More than 30 million early votes have been cast so far in the general election, according to the University of Florida’s Election Lab.
Nearly 15 million of those ballots were cast in person, data from the lab showed.
Of those who have voted by party registration in certain states, 40.8 percent or nearly 6.7 million people were Democrats, compared to 35.8 percent or about 5.8 million who were Republicans, the data revealed.
Female voters outpaced male voters by more than 10 percentage points, 54.2 percent to 43.9 percent, in Colorado, Georgia, Idaho, Michigan, North Carolina and Virginia, according to the lab’s data.
The largest group of voters by age, per the data, were voters over 65 years old. They made up 45.6 percent of the arly ballots in Colorado, Delaware, Georgia, Idaho, Iowa, Michigan, North Carolina, Pennsylvania and Virginia.
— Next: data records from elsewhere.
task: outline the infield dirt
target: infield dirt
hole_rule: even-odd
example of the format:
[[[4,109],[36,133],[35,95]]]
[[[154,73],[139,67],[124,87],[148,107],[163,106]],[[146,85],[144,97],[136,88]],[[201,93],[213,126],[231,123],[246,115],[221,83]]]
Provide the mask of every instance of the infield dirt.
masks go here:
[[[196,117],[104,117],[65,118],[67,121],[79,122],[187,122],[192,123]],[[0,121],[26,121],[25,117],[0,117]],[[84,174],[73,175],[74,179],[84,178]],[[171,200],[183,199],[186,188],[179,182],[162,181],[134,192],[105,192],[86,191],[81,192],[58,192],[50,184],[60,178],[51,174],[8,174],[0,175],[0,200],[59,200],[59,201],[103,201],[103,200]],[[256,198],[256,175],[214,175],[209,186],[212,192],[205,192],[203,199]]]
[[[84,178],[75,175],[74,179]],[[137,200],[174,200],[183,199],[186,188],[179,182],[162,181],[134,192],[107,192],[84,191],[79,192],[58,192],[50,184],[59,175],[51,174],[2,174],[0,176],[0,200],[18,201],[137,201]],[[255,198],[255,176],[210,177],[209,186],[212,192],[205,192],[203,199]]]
Voters aged 41 to 65 years old came in second, accounting for 36.4 percent, the data showed.
Georgia and North Carolina have already had record-setting early voting numbers, as Georgia’s secretary of state said that first-day voting totals were more than double the record and North Carolina’s State Board of Elections announcing just days ago that it surpassed the 1 million ballot mark.
North Carolina has already surged past its 2020 record for the first day of early voting.